Un petit livre qui est d’abord une réédition, le fac-similé échelle 1 d’un opuscule paru en 1600, au tout début de ce XVIIe qui voit, selon Robin Kinross1 , l’avènement de la figure moderne et réflexive du typographe, distincte de l’atelier obscur de l’imprimeur, un concepteur qui se cristallise dans la figure de l’éditeur. Un petit ouvrage du reste imprimé par l’officine fondée par Christophe Plantin, premier imprimeur à l’échelle industrielle et français exilé aux Pays-bas.

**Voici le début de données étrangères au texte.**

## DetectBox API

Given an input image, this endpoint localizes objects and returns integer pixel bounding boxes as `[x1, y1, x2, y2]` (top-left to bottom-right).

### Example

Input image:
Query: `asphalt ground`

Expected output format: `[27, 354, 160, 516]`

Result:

Un petit livre qu’on trouve aujourd’hui facilement dans l’espace public réticulaire de la toile via sa numérisation peut-être démocratique par Google.
Une ré-édition qui s’affirme comme une traduction, une conversion : une réédition arrangée, infidèle, faite de gestes et d’écarts manifestes. Un fac-similé qui vient imprimer le très petit corps de labeur en noir sur un bleu profond avec un contraste minimal qui ne garantit que très incertainement la lecture. Une re-publication qui ne vient pas corriger la perturbation des accidents de numérisation de Google. Une ré-impression qui veut privilégier, dans un premier temps de la perception, le contraste de ce bleu maculé de taches blanches, faisant du miroir du texte une sorte de rumeur de la page, un bruit cosmique.
Car ce petit livre sombre de black letter – lettre obscure de tous les secrets de fabrication et autres savoirs occultes qui sont ceux des premiers temps de l’atelier de l’imprimeur et de la science émergente des théophanies, astrologies et autres alchimies antiques et médiévales – garde des mystères qui ne peuvent s’éclairer que dans le temps long de la considération de l’objet imprimé, lorsque l’œil se sera acclimaté.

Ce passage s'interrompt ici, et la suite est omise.